Das ist euer Geist, meine Kinder. Ihr seid in diesen letzten Zeiten geschaffen, um das Priestertum in dem zu ersetzen, was es nicht machen kann. Ihr habt ähnliche Arbeiten, ihr predigt auf eure Art, euer Amt nähert sich dem des Priesters. Ihr kommuniziert nicht so oft, so unmittelbar, denn beim Heiligen Opfer sind der Priester und unser Herr derselbe, aber ihr habt eine Ähnlichkeit, da ihr ständig mit dem Wort, mit dem Willen Gottes in Verbindung tretet.
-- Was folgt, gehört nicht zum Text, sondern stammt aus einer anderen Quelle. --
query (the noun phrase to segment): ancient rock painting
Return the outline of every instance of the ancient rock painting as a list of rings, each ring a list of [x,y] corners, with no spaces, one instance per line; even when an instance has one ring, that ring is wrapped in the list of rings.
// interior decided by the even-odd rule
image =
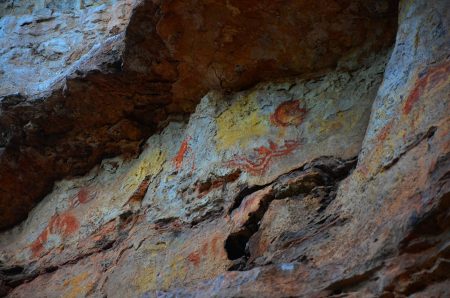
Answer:
[[[382,129],[380,129],[380,132],[377,135],[377,140],[379,142],[383,142],[388,137],[389,133],[391,132],[393,122],[390,121],[388,124],[386,124]]]
[[[254,148],[249,156],[235,156],[229,165],[242,169],[252,175],[261,175],[267,171],[270,163],[276,157],[286,156],[300,146],[295,140],[285,140],[284,145],[277,145],[269,140],[269,146]]]
[[[208,255],[212,255],[215,258],[221,258],[225,256],[225,250],[222,248],[221,243],[224,241],[224,237],[220,233],[211,235],[205,242],[198,246],[198,249],[191,252],[187,256],[187,260],[194,266],[200,265],[202,260],[210,261]]]
[[[44,231],[30,245],[33,257],[38,257],[45,251],[45,244],[50,237],[65,238],[75,233],[79,227],[77,218],[70,213],[53,216]]]
[[[409,114],[419,99],[432,89],[443,86],[450,77],[450,61],[430,68],[426,73],[419,75],[414,89],[403,105],[403,114]]]
[[[187,259],[196,267],[200,264],[200,254],[198,252],[193,252],[189,254]]]
[[[288,100],[281,103],[275,112],[270,115],[270,122],[278,127],[302,124],[307,110],[300,105],[300,100]]]
[[[192,170],[195,169],[194,164],[194,153],[189,146],[189,142],[191,140],[191,137],[186,137],[183,142],[180,145],[180,149],[178,150],[177,155],[173,158],[173,164],[177,171],[179,171],[183,167],[183,163],[185,159],[191,163]]]
[[[71,200],[70,207],[75,208],[80,204],[86,204],[95,198],[96,193],[90,192],[87,188],[82,188],[78,194]]]

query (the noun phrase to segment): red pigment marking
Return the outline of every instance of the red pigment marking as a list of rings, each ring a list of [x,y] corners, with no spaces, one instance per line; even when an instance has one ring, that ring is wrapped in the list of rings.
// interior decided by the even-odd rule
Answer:
[[[78,192],[78,201],[79,201],[81,204],[84,204],[84,203],[87,203],[87,202],[90,201],[89,193],[88,193],[88,191],[87,191],[85,188],[81,189],[81,190]]]
[[[44,251],[44,244],[49,235],[67,237],[76,232],[79,227],[78,220],[69,213],[53,216],[44,231],[30,245],[33,257],[39,256]]]
[[[202,255],[206,255],[208,253],[208,242],[205,242],[205,244],[202,245],[202,249],[200,250],[200,253]]]
[[[283,146],[278,146],[269,140],[269,147],[261,146],[253,149],[255,154],[250,157],[236,156],[229,165],[242,168],[252,175],[260,175],[267,170],[273,158],[286,156],[299,146],[298,141],[287,140]]]
[[[392,128],[392,122],[385,125],[380,130],[380,133],[377,136],[378,141],[384,141],[386,139],[386,137],[388,136],[389,132],[391,131],[391,128]]]
[[[70,207],[74,208],[80,204],[86,204],[95,198],[95,193],[90,193],[87,188],[82,188],[78,194],[72,199]]]
[[[211,240],[211,251],[215,254],[217,252],[217,242],[219,241],[219,237],[215,236]]]
[[[188,150],[189,150],[189,138],[186,138],[181,143],[180,150],[178,150],[177,155],[173,159],[173,162],[177,170],[179,170],[183,165],[184,156]]]
[[[429,91],[436,88],[439,84],[444,83],[450,74],[450,61],[433,67],[420,78],[414,86],[413,91],[409,94],[403,106],[403,114],[409,114],[419,99]]]
[[[189,160],[191,160],[191,162],[192,162],[192,171],[194,171],[194,169],[195,169],[193,153],[192,153],[191,148],[189,147],[190,140],[191,140],[191,137],[187,137],[186,139],[184,139],[184,141],[181,143],[181,146],[180,146],[180,149],[178,150],[177,155],[173,158],[173,163],[174,163],[177,171],[181,169],[181,167],[183,166],[183,161],[184,161],[185,157],[187,157],[188,155],[191,155]]]
[[[276,126],[286,127],[302,124],[307,110],[300,107],[300,100],[289,100],[280,104],[270,115],[270,121]]]
[[[198,254],[198,252],[193,252],[191,253],[187,259],[189,260],[189,262],[191,262],[192,264],[194,264],[194,266],[198,266],[200,264],[200,255]]]

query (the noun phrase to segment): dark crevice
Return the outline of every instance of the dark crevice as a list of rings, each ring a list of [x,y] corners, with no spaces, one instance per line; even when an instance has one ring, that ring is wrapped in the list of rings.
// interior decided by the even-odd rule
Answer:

Merkt euch das gut, meine Kinder, es ist euer Los, das werdet ihr bekommen, wenn ihr euere Exerzitien gut macht. Es ist der Gedanke von Monsignore Mermillod, dass ihr die Hilfskräfte des Klerus seid, und dass ihr dieselbe Stütze habt wie er. Was unterstützt den Priester? Der Altar, die Eucharistie. Euch, meine Kinder, schenkt sich der Heiland, er bietet sich euch nicht nur in der Gestalt von Brot und Wein an, sondern in der Form des Direktoriums.
Und nachdem ihr in diesem Leben so kommuniziert habt, werdet ihr an der kommunion der unauslöschlichen Wonnen teilhaben, an der Kommunion des großen Tages der Ewigkeit, der in alle Ewigkeit dauern wird. Amen.